巨人・岡本和真内野手(28)が3日に都内の球団事務所で契約更改交渉を行い、1億2000万円増となる5億4000万円(金額は推定)でサインした。不動の4番打者として打線をけん引し、悲願のリーグ優勝も達成。球団側の最大限の評価に会見では「らしさ」全開だったが、シーズン中には若大将らしい豪快伝説も残していた。

 プロ10年目だった今季は4番として全試合出場を果たし、打率2割8分、リーグ2位となる27本塁打、83打点を記録。V奪回の原動力となり、年俸は先輩・坂本を抜いてチームトップに躍り出て、名実ともに看板選手となった。ただ、主将だろうが何だろうが、独特なキャラクターは健在だ。

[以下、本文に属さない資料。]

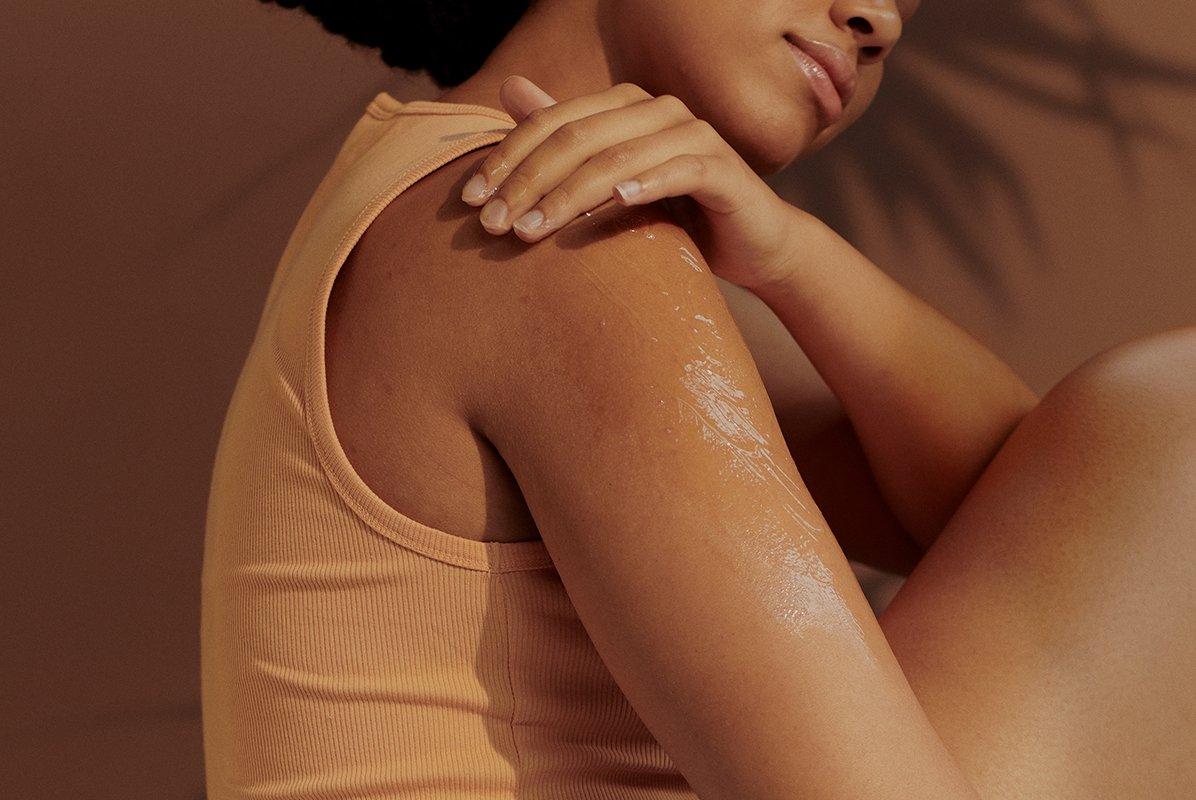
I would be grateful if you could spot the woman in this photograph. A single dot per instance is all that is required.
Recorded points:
(554, 544)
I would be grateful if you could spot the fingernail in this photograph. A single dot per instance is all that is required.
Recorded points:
(529, 221)
(494, 214)
(475, 189)
(628, 189)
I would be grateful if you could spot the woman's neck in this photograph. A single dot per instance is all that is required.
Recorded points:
(557, 44)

 来季契約を終えて会見場に現れると「契約年数は…24年です。1億です。ウソじゃないですよ。1億の24年契約です」と大ボケをかまし、早ければ2026年シーズンに得る海外FA権についても「24年契約を結んでいるので、それはかなわないんじゃないかと…」と、またもやジョークを飛ばして笑いを誘った。

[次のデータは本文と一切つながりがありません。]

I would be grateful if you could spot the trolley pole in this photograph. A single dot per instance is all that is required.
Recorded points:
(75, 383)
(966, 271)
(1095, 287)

 豪快なのはトークだけではない。今季開幕直前にはこんな出来事もあった。今年は球団創設90周年の節目で、巨人はオフィシャルパートナーのスポーツメーカー「NIKE」から全選手、首脳陣、職員に特別仕様のスニーカー「エアマックス90」がプレゼントされた。

 非売品の激レアスニーカーということもあり、スニーカーのコレクションを趣味にする人には「家宝」ともいえるほどの逸品だ。ほとんどの関係者が大事そうに抱えながら持ち帰ったのだが…。

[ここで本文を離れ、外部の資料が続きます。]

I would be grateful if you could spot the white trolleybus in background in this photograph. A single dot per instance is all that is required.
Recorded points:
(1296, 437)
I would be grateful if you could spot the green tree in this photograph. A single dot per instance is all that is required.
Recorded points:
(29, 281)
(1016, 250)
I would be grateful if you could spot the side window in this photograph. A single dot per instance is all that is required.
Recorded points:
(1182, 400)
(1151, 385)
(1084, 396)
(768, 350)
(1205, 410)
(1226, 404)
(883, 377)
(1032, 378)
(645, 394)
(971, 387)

 それから数日後の試合後、私服に着替えて帰路に就く岡本和の足元には、なんと例の特注スニーカーが。周囲から指摘されると「え、履いちゃダメだったヤツですか…?」と動揺した姿を見せたというが、その後も「普段履き」の靴として大砲の足元を支えていたという。あるチーム関係者は「何も気にせず、普通に履けちゃうのが和真らしい(笑い)。自分は履くのが怖くて思い出として飾ってるくらいですから」と脱帽していた。

 前日2日にはWBCでも共闘したヤクルト・村上が来オフのメジャー挑戦を正式表明した。岡本和は「やっぱり昔から憧れていた場所でもありますし、目標にしている場所でもあるので。毎年毎年、上を目指してずっとやっているので、僕もその一人としてしっかり頑張りたいなと思います」と将来的な夢も口にした。

 そんな真面目な思いを抱えつつ、どんな時でも自分らしさを見失わないマイペースぶりが長く活躍できる要因なのかもしれない。